Google has announced 'Immersive Navigation,' what it calls the biggest overhaul to Google Maps' driving experience in over a decade — and at the heart of the update is Gemini, Google's family of multimodal AI models. Rather than rendering static map tiles, Immersive Navigation runs Gemini continuously to perform spatial reasoning, analyzing fresh Street View imagery and aerial photography to build accurate, contextually-aware visual representations of the road ahead. The result is a 3D navigation experience that highlights lanes, crosswalks, traffic signals, landmarks, and terrain in real time, paired with more natural voice guidance that calls out specific exit names and numbers rather than generic turn instructions.

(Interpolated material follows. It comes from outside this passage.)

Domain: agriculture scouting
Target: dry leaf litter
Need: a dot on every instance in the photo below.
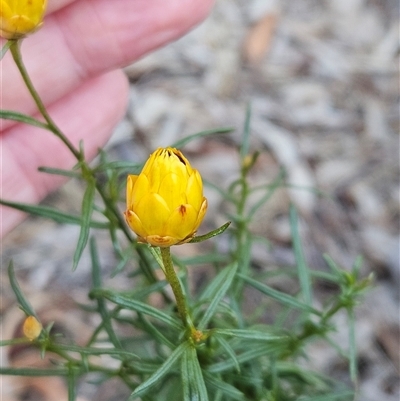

The 'Ask Maps' feature takes the AI integration further, introducing a conversational chat interface that lets drivers and passengers query the app in natural language — before or during a trip. Users can preview destinations using Street View imagery, get parking recommendations, and receive building entrance highlights on arrival. The system also draws on Google Maps' community of over 10 million daily real-time driving contributors to surface live disruptions like construction zones and crashes, and to offer route tradeoff analysis comparing time, traffic, and toll costs.
Unlike most consumer AI launches, Gemini here isn't a chatbot bolted onto an existing product — it's the underlying reasoning layer the entire navigation experience runs on.
Immersive Navigation is available now in the United States. Google plans to expand it to iOS, Android, CarPlay, Android Auto, and Android Automotive (Google Built-In) in the coming months, though the feature's dependence on dense, current Street View coverage is likely to pace how quickly it reaches markets outside the US.